The most common and simple method is cuttings, since rooting is easy. In March-April (in this case, you can use material from pruning) or August-September, cuttings 8-10 cm long are taken from young shoots, which are planted in a mixture of sand and peat in equal parts. They are covered with a piece of plastic film and kept at a temperature of 16-18 °C and a certain level of humidity. At the beginning of their development, they are pinched (the tops are removed). This stimulates the development of branches and strengthens the plant. When the seedlings develop sufficiently, they can be transplanted into large pots or planted on a permanent planting site. Fuchsia seeds can also be propagated. But the process is long, and the properties of the resulting seedlings are usually somewhat different than the mother plant. Sowing of seeds is carried out in March-April, in a mixture of sand and peat, taken in equal parts. The recommended temperature is 15-16 °C, and moderate humidity is maintained. After the emergence of their shoots pinch and sequentially transplant.

The most common and simple method is cuttings, since rooting is easy. In March-April (in this case, you can use material from pruning) or August-September, cuttings 8-10 cm long are taken from young shoots, which are planted in a mixture of sand and peat in equal parts. They are covered with a piece of plastic film and kept at a temperature of 16-18 °C and a certain level of humidity.

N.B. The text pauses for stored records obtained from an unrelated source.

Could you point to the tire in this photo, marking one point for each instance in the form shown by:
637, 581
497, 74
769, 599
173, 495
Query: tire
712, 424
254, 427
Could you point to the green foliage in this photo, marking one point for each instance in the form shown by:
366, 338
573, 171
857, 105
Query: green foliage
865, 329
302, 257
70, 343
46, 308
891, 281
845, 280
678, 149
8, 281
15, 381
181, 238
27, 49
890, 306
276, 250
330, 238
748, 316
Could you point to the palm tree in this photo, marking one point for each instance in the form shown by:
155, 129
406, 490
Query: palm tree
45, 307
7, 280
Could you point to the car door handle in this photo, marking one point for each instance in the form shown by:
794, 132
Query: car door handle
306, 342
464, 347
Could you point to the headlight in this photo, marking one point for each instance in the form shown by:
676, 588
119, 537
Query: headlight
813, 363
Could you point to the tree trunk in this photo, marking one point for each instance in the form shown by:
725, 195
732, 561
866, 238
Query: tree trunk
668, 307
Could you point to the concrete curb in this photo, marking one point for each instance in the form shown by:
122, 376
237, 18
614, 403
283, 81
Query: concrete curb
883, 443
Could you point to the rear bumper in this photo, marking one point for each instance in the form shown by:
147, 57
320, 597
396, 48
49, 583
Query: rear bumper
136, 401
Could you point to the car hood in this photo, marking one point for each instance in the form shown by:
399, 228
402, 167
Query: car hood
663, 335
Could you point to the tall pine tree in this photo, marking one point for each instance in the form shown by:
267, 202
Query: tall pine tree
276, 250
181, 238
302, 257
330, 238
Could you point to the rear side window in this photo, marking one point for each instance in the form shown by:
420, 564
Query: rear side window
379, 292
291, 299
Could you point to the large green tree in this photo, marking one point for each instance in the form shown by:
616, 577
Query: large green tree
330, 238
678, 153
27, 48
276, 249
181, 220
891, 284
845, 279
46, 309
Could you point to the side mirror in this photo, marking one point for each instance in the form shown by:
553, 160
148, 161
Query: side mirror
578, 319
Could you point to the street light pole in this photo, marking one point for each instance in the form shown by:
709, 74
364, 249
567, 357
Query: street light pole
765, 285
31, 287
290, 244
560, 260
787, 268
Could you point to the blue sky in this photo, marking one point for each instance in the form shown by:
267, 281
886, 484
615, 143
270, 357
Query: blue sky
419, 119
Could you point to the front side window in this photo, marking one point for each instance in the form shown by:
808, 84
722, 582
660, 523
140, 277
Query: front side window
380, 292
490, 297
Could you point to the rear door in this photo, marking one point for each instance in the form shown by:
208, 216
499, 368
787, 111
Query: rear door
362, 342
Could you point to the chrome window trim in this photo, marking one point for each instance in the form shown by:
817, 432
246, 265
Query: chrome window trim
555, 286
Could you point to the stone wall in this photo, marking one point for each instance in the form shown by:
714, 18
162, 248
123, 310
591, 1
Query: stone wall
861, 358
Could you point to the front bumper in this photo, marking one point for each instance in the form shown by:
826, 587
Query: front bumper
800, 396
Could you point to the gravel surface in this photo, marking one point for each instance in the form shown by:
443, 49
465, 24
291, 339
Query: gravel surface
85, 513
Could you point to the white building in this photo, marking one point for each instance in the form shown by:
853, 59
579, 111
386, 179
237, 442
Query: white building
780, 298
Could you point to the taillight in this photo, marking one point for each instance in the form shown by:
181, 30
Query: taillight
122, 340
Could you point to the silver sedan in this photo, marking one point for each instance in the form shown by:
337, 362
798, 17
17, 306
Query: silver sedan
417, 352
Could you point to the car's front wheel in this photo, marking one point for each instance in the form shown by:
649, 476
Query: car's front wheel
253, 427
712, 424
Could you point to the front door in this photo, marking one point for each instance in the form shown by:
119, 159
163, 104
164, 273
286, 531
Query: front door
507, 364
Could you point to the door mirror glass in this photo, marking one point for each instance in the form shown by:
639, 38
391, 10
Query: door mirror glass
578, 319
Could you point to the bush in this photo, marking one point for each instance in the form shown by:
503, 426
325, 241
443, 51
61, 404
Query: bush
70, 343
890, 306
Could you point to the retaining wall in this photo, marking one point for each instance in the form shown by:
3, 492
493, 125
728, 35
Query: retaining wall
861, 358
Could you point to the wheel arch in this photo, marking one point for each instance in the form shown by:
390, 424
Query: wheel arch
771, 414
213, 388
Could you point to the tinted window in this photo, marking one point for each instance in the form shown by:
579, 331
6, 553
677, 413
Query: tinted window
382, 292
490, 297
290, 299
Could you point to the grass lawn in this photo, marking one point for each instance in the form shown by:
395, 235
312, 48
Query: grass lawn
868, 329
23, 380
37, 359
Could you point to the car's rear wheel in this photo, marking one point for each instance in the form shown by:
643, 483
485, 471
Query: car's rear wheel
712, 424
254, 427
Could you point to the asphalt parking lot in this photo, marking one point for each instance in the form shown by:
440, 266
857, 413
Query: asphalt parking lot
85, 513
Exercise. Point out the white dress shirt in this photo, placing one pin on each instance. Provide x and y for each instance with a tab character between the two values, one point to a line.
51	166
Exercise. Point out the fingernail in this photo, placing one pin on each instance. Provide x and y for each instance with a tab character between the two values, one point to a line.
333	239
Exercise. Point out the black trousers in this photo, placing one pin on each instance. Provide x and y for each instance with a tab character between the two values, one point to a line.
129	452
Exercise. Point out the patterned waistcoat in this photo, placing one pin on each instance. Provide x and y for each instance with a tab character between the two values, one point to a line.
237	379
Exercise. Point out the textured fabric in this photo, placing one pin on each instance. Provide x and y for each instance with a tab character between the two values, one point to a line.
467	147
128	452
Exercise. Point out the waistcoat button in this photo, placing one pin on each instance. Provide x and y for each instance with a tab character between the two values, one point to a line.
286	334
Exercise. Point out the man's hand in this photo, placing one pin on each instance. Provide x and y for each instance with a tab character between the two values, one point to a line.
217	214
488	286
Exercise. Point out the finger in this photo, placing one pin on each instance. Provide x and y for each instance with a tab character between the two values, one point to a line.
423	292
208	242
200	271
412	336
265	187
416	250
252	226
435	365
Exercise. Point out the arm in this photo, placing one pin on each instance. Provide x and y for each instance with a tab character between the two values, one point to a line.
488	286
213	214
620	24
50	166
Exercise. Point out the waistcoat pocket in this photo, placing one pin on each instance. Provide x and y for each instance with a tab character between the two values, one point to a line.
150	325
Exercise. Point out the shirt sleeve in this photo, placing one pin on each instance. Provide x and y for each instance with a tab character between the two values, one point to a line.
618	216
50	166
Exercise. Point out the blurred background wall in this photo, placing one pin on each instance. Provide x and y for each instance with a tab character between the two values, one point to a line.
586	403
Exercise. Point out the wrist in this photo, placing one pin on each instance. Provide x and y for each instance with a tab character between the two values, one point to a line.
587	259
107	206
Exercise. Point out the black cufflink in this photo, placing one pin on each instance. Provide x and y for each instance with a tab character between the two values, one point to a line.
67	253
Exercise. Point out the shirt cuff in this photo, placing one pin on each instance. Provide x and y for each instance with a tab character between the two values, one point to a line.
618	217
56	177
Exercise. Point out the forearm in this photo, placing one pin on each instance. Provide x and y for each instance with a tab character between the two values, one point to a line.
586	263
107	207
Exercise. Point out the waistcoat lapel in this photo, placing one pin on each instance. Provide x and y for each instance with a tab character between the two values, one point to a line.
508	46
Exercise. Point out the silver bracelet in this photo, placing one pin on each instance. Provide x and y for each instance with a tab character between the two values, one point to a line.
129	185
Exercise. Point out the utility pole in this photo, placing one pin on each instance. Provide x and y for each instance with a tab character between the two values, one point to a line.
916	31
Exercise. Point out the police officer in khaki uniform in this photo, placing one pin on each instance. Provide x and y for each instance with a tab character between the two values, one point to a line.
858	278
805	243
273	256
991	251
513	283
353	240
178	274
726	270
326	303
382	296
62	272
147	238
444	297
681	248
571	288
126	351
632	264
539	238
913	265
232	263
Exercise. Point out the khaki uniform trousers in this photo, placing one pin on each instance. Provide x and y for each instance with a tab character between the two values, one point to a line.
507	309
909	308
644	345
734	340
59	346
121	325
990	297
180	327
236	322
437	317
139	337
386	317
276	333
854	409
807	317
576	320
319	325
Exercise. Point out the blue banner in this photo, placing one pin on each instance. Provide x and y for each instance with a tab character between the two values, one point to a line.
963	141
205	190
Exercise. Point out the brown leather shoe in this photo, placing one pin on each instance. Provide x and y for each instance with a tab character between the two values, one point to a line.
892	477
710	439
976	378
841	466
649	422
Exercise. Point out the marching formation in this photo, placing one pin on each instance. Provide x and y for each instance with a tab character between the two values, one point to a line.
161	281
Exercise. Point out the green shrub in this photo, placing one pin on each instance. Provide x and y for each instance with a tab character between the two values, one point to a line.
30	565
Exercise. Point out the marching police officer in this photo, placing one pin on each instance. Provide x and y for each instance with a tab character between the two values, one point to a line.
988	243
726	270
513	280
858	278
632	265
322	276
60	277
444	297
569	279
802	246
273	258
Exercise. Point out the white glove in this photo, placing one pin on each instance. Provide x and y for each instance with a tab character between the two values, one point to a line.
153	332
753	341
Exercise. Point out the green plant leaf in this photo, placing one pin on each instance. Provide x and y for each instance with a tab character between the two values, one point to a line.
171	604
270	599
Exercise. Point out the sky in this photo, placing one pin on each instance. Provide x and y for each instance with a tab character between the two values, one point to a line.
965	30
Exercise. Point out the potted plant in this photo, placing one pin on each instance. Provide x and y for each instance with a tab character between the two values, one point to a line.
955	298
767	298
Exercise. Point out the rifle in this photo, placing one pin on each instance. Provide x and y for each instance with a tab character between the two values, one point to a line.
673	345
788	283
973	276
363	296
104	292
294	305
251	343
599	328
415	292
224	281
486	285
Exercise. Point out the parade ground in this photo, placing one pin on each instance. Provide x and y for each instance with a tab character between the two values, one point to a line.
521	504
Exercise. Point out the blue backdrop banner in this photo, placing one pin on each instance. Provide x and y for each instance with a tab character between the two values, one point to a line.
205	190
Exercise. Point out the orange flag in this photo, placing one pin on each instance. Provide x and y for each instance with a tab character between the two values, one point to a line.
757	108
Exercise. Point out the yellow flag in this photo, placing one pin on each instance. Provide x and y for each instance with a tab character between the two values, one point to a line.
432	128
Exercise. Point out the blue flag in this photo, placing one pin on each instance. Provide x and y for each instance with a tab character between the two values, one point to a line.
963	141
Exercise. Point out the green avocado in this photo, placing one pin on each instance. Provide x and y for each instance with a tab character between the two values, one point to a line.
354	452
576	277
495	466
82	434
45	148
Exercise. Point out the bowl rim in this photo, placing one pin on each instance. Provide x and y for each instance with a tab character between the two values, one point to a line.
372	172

At the beginning of their development, they are pinched (the tops are removed). This stimulates the development of branches and strengthens the plant. When the seedlings develop sufficiently, they can be transplanted into large pots or planted on a permanent planting site. Fuchsia seeds can also be propagated. But the process is long, and the properties of the resulting seedlings are usually somewhat different than the mother plant. Sowing of seeds is carried out in March-April, in a mixture of sand and peat, taken in equal parts. The recommended temperature is 15-16 °C, and moderate humidity is maintained. After the emergence of their shoots pinch and sequentially transplant.

Diseases

In addition to the direct harm caused by aphids (they suck the juices out of the plant, which causes wilting and deformation of leaves and shoots), insects also cause indirect harm - blackness develops on the paddy. To control aphids, you should use a rag or cotton swab, after moistening them with alcohol, after which the plant is treated with a special insecticide (a drug against aphids). On the reverse side of the leaves, mite colonies can settle, which cause speckles to appear on the leaves; in case of severe damage, the leaves fall off. These pests are eliminated by processing plants with acaricides. In addition, keeping in mind that mites do not like high humidity, it is useful to often spray the plant with water.

Acquisition

Buy well-formed plants, taking into account the intended planting location (garden, balcony, room) and depending on this, choosing more or less hardy hybrids.